An unabridged look at a non-racing, non-sailing announcers ideas on the sport of sailboat racing and some of his fellow former British colonists.


----------



## algee (Feb 28, 2010)

I love it !!!


----------



## bvander66 (Sep 30, 2007)

that was great


----------



## eherlihy (Jan 2, 2007)

"Y' almost got twatted with the sail again. The Dotch as well..":laugher


----------



## arf145 (Jul 25, 2007)

My favorite Olympics 2012 commentary! :laugher


----------



## smackdaddy (Aug 13, 2008)

Freakin' classic!

"Wouldn't mind Finnishing off with her."
"You'd hear the Aussies coming before you'd see them."
"Go back you fool! You're not going to win any medals going that way."

Heh-heh.


----------



## SHNOOL (Jun 7, 2007)

Priceless look at why we see no coverage. Probably not far from how it's seen frankly.


----------



## Donna_F (Nov 7, 2005)

I've been watching the sailing using the NBC Olympics app on my iPad. It's like CSPAN for the Olympics. No annoying commentators. But this guy was fantastic. NBC should hire him.


----------



## SecondWindNC (Dec 29, 2008)

That was great, thanks for sharing the link!


----------



## Chadfunk48 (Jun 8, 2006)

I'd like to see him commentate on badminton or horse dressage... awesome.


----------



## heinzir (Jul 25, 2000)

*Awww---they pulled it!*

The video was pulled, apparently under pressure from the Olympic committee. Must have been too embarrassing! Has anyone found it elsewhere or downloaded a copy before it was pulled?


----------



## smackdaddy (Aug 13, 2008)

http://www.thatvideosite.com/v/5852

And Viper's hilariously profane/profound retort to the IOC:

Audioboo / The IOC


----------



## titustiger27 (Jan 17, 2013)

One of the problems with Olympic coverage is very few news organizations don't have anyone who covers the various events. That is no one who knows the event.
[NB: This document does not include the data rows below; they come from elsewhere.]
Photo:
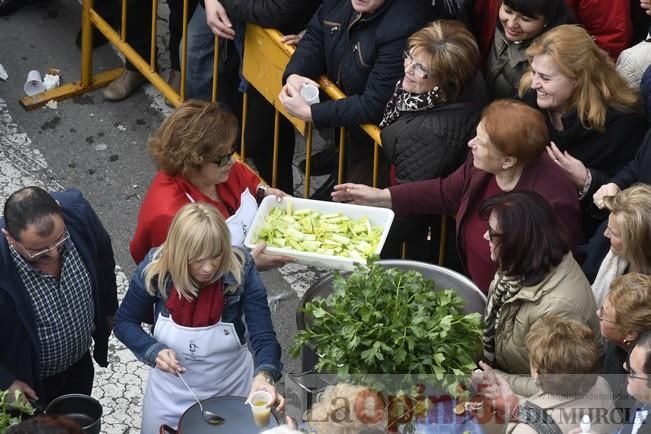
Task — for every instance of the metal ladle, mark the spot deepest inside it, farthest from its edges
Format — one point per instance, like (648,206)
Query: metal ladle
(208,416)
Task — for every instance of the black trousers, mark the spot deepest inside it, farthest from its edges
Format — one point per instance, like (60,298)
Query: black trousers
(78,378)
(139,25)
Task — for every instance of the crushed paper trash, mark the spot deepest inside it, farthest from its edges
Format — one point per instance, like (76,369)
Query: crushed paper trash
(51,81)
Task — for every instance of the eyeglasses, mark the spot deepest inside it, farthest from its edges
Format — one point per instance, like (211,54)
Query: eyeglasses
(602,316)
(421,71)
(45,252)
(492,233)
(223,161)
(627,368)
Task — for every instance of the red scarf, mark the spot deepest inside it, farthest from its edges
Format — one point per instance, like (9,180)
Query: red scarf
(204,310)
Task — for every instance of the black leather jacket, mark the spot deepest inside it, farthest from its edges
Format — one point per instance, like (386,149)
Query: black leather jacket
(362,54)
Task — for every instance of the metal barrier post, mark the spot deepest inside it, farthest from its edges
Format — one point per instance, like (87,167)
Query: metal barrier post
(184,50)
(308,159)
(274,166)
(215,69)
(154,24)
(342,148)
(376,162)
(245,111)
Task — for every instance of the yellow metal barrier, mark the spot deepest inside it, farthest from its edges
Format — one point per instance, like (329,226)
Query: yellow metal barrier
(265,59)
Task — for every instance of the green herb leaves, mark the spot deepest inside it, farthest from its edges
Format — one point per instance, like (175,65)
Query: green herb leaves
(13,408)
(387,321)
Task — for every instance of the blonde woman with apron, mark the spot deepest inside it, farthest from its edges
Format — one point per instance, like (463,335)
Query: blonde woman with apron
(200,288)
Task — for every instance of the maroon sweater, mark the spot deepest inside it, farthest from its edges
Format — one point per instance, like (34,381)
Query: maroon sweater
(457,195)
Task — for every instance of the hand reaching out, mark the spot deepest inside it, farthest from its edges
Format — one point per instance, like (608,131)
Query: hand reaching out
(260,383)
(604,191)
(575,169)
(361,194)
(166,362)
(218,21)
(292,40)
(265,261)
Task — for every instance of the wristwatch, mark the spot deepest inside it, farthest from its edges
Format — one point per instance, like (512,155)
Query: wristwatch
(267,377)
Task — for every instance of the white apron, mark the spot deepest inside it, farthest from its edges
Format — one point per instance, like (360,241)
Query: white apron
(240,222)
(216,365)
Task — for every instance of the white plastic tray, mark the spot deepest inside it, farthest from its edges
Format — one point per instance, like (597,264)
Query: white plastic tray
(377,216)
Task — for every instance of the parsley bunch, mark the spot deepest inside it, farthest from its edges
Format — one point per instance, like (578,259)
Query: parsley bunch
(13,409)
(382,320)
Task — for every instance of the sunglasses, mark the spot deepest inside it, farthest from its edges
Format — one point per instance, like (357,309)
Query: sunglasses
(627,368)
(35,256)
(223,161)
(602,316)
(418,68)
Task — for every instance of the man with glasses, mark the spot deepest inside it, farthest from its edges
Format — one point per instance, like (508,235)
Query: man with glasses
(57,293)
(358,45)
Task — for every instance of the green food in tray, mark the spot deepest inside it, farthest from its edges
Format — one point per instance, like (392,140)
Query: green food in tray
(332,234)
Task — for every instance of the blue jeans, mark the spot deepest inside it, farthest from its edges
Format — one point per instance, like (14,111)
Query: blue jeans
(248,300)
(200,56)
(201,44)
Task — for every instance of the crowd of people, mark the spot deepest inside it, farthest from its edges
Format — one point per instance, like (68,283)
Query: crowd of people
(524,120)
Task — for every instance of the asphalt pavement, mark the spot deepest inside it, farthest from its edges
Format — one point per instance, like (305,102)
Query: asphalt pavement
(100,148)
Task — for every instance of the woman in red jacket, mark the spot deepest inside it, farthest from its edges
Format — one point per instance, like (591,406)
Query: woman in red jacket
(507,155)
(193,150)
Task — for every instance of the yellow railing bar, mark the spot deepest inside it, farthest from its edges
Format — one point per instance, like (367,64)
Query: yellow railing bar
(184,50)
(132,56)
(86,44)
(123,19)
(342,148)
(245,112)
(308,163)
(215,70)
(274,168)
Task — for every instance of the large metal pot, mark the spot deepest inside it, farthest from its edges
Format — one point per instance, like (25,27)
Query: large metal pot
(311,382)
(237,418)
(83,409)
(442,277)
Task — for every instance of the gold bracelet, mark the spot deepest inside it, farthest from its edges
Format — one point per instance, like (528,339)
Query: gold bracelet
(267,377)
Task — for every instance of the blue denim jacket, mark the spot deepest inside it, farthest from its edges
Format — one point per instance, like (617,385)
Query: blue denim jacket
(249,299)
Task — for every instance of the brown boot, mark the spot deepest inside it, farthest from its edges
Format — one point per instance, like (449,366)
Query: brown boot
(123,86)
(174,80)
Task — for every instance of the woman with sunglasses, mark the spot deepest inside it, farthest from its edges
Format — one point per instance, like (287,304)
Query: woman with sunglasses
(624,316)
(506,155)
(519,23)
(629,232)
(430,118)
(209,301)
(536,276)
(193,150)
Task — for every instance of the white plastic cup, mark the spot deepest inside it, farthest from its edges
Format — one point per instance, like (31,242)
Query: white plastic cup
(261,407)
(34,84)
(310,93)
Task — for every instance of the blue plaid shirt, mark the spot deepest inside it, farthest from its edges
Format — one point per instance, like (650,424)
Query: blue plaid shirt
(64,309)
During the (winter) Lillehammer Olympics there was a guy from Cleveland (I assume) with an Indian's Spring jacket looking at the ski jumpers, shivering. He had no clue what to ask. I asked a few questions... in hopes he might understand... but if you are not invovled in a sport, you are clue less. He (parroted) asked: "how was the air." It's a good question for both sailing and ski jumping. In ski jumping if the wind is blowing at you it gives some lift. Of course this guy after asking it couldn't comprehend what answers like: "kind of heavy" meant.

"More idiots on the side (and behind the mic)"
"Wouldn't mind finishing off her"
"Unfortunately I don't have any more time."


----------



## davidryan8100 (Feb 27, 2013)

I agreed...


----------